People in Slovakia tend to get into debt rather quickly, especially in the pre-Christmas period. Many of them take out consumer loans just before Christmas in order to provide themselves with everything they need for the holidays. However, they might not be cautious enough when signing contracts for such loans, according to the National Bank of Slovakia (NBS), the country’s central bank.
“Caution is weakened at Christmas, and as we experience good times no one thinks that the good times might be replaced by a rainy day when consumers won’t be able to pay off their loans,” said member of NBS’s banking council and executive director of its market supervision unit Vladimír Dvořáček, as quoted by the TASR newswire.

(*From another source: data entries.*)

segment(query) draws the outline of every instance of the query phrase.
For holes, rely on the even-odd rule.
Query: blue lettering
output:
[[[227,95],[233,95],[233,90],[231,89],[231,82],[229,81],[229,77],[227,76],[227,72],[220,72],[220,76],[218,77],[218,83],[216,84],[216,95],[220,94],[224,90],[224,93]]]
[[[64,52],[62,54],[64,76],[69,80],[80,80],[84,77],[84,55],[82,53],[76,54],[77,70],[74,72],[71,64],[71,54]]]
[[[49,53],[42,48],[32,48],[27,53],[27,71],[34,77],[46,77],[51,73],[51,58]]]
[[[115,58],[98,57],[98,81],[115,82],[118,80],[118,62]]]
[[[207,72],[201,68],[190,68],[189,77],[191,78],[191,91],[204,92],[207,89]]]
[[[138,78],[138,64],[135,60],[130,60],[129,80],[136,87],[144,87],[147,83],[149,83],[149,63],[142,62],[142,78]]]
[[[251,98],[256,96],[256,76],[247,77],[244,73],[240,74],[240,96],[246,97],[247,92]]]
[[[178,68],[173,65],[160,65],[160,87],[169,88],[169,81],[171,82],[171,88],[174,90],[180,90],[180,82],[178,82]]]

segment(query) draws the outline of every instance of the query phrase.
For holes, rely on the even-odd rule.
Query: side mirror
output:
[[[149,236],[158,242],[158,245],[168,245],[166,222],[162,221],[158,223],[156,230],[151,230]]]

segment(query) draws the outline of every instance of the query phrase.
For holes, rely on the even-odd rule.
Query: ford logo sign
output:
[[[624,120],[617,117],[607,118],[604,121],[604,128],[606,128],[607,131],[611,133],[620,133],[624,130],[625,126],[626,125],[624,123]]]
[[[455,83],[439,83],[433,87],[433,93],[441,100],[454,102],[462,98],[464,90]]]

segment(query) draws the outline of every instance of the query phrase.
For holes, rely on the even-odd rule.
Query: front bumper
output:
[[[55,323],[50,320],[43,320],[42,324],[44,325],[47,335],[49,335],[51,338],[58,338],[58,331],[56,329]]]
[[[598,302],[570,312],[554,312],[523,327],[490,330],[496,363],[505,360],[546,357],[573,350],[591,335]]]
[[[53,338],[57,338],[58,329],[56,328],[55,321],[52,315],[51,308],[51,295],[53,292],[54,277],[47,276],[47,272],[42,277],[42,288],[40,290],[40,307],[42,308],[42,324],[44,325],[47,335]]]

The volume of consumer loans has been steadily increasing over the past few years, Dvořáček added. While in 2008, unpaid loans amounted to some €2 billion, today the figure stands at €6 billion.
At the same time, bank consumer loans recorded a growth of 14.1-percent – the second fastest growth rate in the EU, according to data recorded in September of this year.
The level of household debt in Slovakia is increasing. NBS warned that Slovak households lack financial assets when compared with their counterparts in other eurozone countries.
“If a rainy day comes, Slovak households are much more vulnerable than households with higher financial assets,” said Dvořáček, as quoted by TASR.
In this respect, the central bank is planning to present draft measures in the field of consumer loans, as was the case with housing loans.